El castillo, la torre yo soy..La espada que guarda el caudal..”
Benvenuti in Narcos, benvenuti in Colombia.
Definirla una serie biografica su Pablo Escobar è davvero riduttivo; Narcos ti trascina nel mondo reale del narcotraffico, quello vero, crudele, il più grosso della storia, e lo fa con violenza senza filtri o metafore.
Rapisce lo spettatore e lo coinvolge da subito, e per “subito” intendo sin dalla sigla. E’ acre, come l’odore della cocaina, e dolce come la passione che muove i protagonisti.
Wagner Moura, il nostro Pablo, è immenso; complice un eccellente lavoro di scrittura del personaggio che però non si riscontra negli altri protagonisti della storia, senza dubbio ben interpretati ma messi poco a fuoco.
La storia è in crescendo, avanza veloce e racconta l’ascesa del mito, da piccolo trafficante di sigarette ad icona mondiale di potere. Un uomo pieno di contraddizioni, il Pablo di Netflix, devoto alla famiglia e traditore seriale della moglie, feroce assassino senza pietà ma introverso e timido comunicatore, potente comandante del più grosso cartello della droga e, al tempo stesso, schiavo delle più intime paure del fallimento.
Padrone della Colombia intera, che corrompe con la sua plata, o uccide con il plomo; regna e comanda tutto, tenta perfino la strada politica e quasi ci riesce se non fosse stato per i gringos, venuti dall’America per rovinare il suo gioco di potere. Venerato come un santo da chi con la coca sfama i figli, ma odiato da chi, quella stessa roba, deve toglierla dalle strade di casa sua, in America.

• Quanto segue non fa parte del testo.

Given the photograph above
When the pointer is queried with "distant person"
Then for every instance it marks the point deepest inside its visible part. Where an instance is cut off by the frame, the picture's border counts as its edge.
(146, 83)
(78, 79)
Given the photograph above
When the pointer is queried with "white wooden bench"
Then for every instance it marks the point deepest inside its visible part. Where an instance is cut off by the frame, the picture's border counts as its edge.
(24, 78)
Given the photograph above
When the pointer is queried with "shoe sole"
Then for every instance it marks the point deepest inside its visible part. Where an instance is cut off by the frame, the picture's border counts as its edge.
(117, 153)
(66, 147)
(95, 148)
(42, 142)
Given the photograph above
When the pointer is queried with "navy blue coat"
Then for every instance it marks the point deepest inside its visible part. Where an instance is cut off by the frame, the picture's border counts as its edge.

Inizia così la guerra al narcotraffico, anzi, la guerra ad Escobar.
E’ palese un tentativo iniziale di definire il bene ed il male, di creare la fazione buona e quella cattiva: il poliziotto ed il bandito, considerando che il voice over è interamente di Steve Murphy (Boyd Holbrook) dunque, ci viene raccontata la storia dal punto di vista dello sbirro.
Ma inevitabilmente i ruoli si mischiano, complice il cieco desiderio, che diventa follia, di raggiungere i propri obiettivi ad ogni costo, riscontrabile allo stesso livello, da entrambe le fazioni.
È stata definita “serie evento“, osannata e attesa da tutti, ma c’è molto di più: c’è la ricerca della perfezione narrativa, c’è il fuoco della storia che di per sé travolge ed affascina in qualsiasi forma la si scelga di interpretare.
Ma soprattutto, troviamo perle rare di bellezza, come la sigla – tuyo di Rodrigo Amante– azzeccata, perfetta, da gustare tutta o le scene tratte da filmati originali, come a volerci ricordare che è tutto vero e che , no, non stiamo solo guardando una storia ma “la storia“.
La prima stagione si chiude con il grande pathos dell’ultimo episodio, ma senza vincitori né vinti – per quello attendiamo la seconda- lasciando nello spettatore il classico senso di vuoto, quello tipico delle serie fatte bene, e diciamocelo su : non eravamo più abituati a questo tipo di qualità, o no maricón?